GREENVILLE — As a child, Fred Kiser remembers people filling Riverside Park for events every summer.
One tradition, called “Dollar Days,” drew people into the park for music and dancing, and into town for shopping and dining.
This weekend, Kiser hopes the good old days will return with the “Riverside Family Campout” to Riverside Park, with a variety of activities sponsored by local organizations, Kiser said.
The event is a cooperative effort of local groups and Casey and Janet Shilling of Carried Away Outfitters, a Greenville-based business that offers bicycling and boating rentals.
“I was speaking to Casey and Janet Shilling and said, “Hey, let’s do a camping weekend,”” Kiser said.
The campout will be held today, Saturday and Sunday. Kiser, a member of the Heritage Day Committee and a past president of the Mercer County Trails Association, said he expects there will be “something for everyone,” regardless of age or outdoor familiarity.
“I think the best part will be the variety. You’d be hard pressed to not find something that makes you go, “That looks kind of fun,’” Kiser said.
The activities will range from a cornhole tournament, hosted by the Greenville Senior Community Center, to a scavenger hunt organized by the Riverside Revitalization Fund.
There will be opportunities for new experiences, including an evening “Disc Golf Glow Throw,” sponsored by the Trumbull County Disc Golf Association, or the archery shoot and hatchet throw, organized by the Harthegig Conservation Club.

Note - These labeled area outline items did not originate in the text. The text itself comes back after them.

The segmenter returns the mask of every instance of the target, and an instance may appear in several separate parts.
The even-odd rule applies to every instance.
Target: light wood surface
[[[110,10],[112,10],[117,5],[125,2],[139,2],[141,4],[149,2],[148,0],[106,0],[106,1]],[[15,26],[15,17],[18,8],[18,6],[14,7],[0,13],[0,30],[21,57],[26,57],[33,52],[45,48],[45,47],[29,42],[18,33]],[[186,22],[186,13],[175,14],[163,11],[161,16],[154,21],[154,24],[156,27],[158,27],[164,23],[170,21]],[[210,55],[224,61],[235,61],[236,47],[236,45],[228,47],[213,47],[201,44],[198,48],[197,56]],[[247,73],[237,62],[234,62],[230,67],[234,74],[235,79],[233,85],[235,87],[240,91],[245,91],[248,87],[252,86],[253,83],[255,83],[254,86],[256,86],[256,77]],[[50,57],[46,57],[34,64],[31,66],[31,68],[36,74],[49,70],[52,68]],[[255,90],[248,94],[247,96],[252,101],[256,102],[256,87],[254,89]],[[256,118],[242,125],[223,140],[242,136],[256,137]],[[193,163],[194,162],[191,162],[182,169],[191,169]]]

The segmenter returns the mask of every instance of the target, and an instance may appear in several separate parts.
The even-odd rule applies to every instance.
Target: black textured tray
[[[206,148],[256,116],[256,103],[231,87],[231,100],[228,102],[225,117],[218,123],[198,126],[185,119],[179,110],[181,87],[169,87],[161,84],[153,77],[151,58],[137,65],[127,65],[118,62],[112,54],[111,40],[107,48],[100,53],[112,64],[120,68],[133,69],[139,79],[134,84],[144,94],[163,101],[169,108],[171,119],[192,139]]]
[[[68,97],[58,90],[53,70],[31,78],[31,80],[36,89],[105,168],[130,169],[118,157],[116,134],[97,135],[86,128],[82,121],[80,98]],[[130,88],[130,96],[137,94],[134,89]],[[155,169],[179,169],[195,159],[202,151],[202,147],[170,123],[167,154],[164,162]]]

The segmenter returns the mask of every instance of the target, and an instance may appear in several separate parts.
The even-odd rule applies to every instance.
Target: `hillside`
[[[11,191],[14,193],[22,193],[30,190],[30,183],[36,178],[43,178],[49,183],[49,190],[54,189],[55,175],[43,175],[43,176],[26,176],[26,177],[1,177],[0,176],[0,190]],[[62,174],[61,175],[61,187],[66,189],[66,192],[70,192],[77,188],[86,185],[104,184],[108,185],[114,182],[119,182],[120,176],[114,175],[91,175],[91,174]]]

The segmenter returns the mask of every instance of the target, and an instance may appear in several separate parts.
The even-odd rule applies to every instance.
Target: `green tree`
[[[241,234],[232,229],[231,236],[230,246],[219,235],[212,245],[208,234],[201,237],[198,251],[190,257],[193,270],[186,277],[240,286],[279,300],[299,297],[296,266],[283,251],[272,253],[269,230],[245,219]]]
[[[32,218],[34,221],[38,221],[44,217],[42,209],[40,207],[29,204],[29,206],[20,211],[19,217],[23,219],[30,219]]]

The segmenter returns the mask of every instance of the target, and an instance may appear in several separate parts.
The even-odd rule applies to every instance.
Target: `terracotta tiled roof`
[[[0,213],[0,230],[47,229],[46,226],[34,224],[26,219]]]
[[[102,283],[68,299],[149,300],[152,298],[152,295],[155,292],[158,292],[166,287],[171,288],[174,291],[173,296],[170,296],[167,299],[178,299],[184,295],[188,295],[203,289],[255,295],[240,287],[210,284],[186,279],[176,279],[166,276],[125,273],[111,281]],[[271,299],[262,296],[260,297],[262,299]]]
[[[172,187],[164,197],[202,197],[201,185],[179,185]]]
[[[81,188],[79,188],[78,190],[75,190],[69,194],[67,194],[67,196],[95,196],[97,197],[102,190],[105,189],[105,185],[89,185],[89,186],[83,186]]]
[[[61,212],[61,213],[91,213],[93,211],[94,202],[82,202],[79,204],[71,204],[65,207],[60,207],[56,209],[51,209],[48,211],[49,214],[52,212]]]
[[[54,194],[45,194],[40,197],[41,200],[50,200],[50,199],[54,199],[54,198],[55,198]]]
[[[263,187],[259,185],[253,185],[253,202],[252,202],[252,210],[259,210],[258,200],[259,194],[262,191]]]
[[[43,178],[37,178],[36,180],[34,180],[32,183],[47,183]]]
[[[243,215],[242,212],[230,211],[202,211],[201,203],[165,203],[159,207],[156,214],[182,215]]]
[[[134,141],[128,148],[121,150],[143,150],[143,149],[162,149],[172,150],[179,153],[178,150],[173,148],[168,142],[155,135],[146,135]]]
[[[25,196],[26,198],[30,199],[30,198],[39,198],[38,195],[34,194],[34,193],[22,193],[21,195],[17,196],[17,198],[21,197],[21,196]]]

“If you’ve never shot a bow, they’ll set you up with everything you need,” Kiser said.
Some events, such as a $15 camping price or a $5-per-team entry fee for the cornhole tournament, require a cost. But most events, including the fishing contest or archery shoot and hatchet throw, are free for participants.
Other entertainment will include a bonfire courtesy of the Greenville Fire Department, a backwoods bluegrass music show, and an obstacle course.

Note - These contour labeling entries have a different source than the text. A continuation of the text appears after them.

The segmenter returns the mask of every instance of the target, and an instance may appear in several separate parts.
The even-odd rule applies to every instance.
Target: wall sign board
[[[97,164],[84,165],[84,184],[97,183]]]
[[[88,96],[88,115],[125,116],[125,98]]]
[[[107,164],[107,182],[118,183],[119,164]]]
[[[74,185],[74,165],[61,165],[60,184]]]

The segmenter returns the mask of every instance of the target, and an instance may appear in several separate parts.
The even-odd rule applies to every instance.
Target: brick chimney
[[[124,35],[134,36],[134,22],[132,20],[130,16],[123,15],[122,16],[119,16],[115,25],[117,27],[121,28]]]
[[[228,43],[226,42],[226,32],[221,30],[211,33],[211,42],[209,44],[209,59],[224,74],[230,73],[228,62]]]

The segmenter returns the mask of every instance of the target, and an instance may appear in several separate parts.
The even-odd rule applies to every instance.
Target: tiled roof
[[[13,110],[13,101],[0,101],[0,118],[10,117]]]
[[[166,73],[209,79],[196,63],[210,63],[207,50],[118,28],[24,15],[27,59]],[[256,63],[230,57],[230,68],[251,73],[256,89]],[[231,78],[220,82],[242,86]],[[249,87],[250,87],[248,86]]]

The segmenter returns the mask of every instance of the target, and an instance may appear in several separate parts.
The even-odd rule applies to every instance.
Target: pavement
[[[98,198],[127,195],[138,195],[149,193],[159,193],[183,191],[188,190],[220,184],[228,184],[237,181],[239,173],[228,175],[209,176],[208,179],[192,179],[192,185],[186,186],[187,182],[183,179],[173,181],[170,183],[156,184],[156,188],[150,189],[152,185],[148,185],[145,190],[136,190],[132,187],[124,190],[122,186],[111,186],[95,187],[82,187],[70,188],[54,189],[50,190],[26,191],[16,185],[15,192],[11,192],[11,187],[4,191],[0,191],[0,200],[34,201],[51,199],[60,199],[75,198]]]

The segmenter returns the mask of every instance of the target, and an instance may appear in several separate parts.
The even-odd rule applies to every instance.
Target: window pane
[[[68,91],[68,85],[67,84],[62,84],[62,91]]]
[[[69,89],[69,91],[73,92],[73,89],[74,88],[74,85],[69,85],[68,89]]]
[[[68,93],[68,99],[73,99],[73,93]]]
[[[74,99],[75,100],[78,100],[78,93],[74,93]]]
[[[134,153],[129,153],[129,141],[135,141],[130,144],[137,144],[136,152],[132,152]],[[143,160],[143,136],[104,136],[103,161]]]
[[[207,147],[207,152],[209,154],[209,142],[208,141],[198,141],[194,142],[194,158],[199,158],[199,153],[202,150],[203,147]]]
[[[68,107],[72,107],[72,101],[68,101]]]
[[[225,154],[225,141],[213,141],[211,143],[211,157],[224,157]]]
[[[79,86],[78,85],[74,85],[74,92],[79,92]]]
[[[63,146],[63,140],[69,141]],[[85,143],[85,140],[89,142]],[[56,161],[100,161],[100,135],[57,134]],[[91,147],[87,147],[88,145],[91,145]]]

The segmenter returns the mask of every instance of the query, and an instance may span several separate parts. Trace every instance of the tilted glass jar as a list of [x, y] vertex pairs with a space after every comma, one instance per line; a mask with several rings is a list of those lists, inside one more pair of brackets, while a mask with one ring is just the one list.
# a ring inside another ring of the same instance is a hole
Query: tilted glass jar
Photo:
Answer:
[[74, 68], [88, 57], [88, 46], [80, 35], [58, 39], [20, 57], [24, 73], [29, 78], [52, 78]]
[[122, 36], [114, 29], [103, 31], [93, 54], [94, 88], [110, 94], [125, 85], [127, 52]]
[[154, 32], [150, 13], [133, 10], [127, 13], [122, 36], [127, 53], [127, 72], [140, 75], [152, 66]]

Shenango River Watchers will hold a “Paddlefest” early Saturday morning. Participants will take their boats to Pymatuning State Park, return to Riverside Park and drop off their vehicles, then be shuttled back to Pymatuning to float down the river.
For the River Watchers, “Paddlefest” will provide more than just recreation. Kiser said they’ll be able to show off their work getting garbage out from along the river banks.
“The River Watchers were instrumental in clearing up that river,” he said. “I forget how many pounds of tires, branches, trees and even stoves they pulled out of the river, but now it’s not uncommon to see boats go by.”
Participants will also enjoy events at the Graul Amphitheater, kicking off a series of planned summer activities with a movie Friday evening, Kiser said.
Kiser said he was “blessed” as a child to have spent time at Pymatuning State Park with his family camping, boating and fishing. For those who decide to attend the Riverside Family Campout, Kiser said he hopes a new generation can discover the same joy of doing things outdoors.
“Anytime we have a chance to get away from our phones and computers and tablets and do something outside is, I think, a good thing, and it’s amazing how those things get passed on,” he said.